Balancing Expectations
Listening to both church leaders and parents
It is Sunday morning. I’m running late. “Come on, Polly. It’s time for church. Let’s get going.” I bend down and help my 5-year-old daughter, one of two kids in our family who happen to have Down syndrome, into her winter coat. We skip the hat. There’s no need. Our commute is only the size of a parking lot.
My husband, Sergei, is the pastor of our small Evangelical Free Church on the north side of Chicago. I hurry my other children out the door. I still have 15 minutes to get the kids to class and check in with the Sunday school teachers. Besides my role as mom and pastor’s wife, I am also the children’s ministry coordinator.
There is tension in my roles. I struggle to staff our growing ministry. My children are the only kids in attendance with disabilities. To date, any special-needs ministry at church has been organic and minimal at best.
I should have a meeting with myself about how to support our family. The mom would ask: “Have you had a chance to look at curriculum geared toward children with sensory issues? What’s being done to include my children on Sunday morning?”

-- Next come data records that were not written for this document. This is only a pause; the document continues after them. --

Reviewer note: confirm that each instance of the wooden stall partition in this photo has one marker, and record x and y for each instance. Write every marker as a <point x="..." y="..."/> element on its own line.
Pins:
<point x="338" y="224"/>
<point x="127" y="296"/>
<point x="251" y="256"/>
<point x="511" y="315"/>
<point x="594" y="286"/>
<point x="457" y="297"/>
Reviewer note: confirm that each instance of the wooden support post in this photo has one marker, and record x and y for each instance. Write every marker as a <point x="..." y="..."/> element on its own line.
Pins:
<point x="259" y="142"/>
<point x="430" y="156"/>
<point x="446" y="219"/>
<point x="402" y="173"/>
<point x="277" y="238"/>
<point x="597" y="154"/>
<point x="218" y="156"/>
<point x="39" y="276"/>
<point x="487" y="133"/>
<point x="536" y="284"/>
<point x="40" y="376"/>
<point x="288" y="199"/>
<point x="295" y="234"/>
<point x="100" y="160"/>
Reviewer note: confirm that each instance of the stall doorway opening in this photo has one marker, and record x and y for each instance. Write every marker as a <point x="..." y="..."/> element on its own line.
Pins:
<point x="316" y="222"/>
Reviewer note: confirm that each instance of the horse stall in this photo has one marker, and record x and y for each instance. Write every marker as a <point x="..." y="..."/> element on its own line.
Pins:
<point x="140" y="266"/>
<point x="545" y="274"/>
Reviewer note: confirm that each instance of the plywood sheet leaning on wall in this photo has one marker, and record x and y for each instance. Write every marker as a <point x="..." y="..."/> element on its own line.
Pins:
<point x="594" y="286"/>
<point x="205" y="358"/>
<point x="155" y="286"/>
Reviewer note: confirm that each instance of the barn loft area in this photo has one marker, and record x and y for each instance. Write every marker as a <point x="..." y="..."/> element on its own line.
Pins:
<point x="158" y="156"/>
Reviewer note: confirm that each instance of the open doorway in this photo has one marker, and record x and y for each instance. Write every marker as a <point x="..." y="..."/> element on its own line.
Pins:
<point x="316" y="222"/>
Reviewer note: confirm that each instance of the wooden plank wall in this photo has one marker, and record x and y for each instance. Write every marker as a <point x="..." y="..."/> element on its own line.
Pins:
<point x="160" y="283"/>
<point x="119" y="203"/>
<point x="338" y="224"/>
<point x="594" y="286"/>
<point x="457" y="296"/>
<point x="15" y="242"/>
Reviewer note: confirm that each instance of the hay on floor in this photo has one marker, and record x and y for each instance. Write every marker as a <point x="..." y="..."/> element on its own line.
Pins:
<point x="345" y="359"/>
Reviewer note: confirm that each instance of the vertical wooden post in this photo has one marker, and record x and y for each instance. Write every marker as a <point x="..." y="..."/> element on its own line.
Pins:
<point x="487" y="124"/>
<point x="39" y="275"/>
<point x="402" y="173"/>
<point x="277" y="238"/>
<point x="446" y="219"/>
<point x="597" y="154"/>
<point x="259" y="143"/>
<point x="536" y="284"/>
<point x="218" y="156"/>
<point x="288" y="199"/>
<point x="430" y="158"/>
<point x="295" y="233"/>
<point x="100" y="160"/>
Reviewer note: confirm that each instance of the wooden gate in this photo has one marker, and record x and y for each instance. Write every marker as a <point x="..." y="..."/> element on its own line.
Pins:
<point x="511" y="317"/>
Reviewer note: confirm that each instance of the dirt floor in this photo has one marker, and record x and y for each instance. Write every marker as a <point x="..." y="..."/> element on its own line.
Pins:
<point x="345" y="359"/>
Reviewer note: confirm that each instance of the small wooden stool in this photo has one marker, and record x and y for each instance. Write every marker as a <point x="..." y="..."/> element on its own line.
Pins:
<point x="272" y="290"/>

Then the church worker would gently respond, patting my leg: “Mrs. Marchenko, there are 20 children at church. We love your daughters. We are doing our best to serve all the kids who walk through the door.”
Expectations and dreams
My heartbeat for my daughters is inclusion, and my vision is broad. I do not want their hands held without the hearts being touched. I do not want them appeased or put to the side for efficiency or appearance. I want them valued. I want them serving and being served. I dream for them to be productive members of the body of Christ. In essence, I want them treated like everyone should be treated at church.
Some families come to church leadership with a what have you done for me lately attitude. I get it. As a parent of children with special needs, I, too, have been rewired to advocate. I keep my boxing gloves close by. I am ready to speak up at school or in medical situations. My gloves go with me to church because, surely, no one else will care for my children as much as I do.
But it is unbiblical to come to church ready to box. I am not fighting the church for my children; I am called as a Christian to fight with the church to ensure that everyone’s needs are met in Christ. Jesus cares for my children abundantly more than I do.
A healthy ministry begins when parents and workers share realistic expectations. As a mother, my primary expectation is that God landed us in a church that will love and nurture our kids. As a children’s-ministry coordinator, I work toward better curriculum, a teen buddy system and a general, unifying spirit of inclusion. Inclusion in the body of Christ should be easier than inclusion in general. But the only way to come close to any of that is with a balanced perspective and lots of prayer and grace.
I drop my two daughters off in their classroom. After a quick kiss and a hug, I breathe a prayer that not only my daughters but also everyone who walks through our doors will feel welcomed and included—on this hurried Sunday morning, and every Sunday that follows.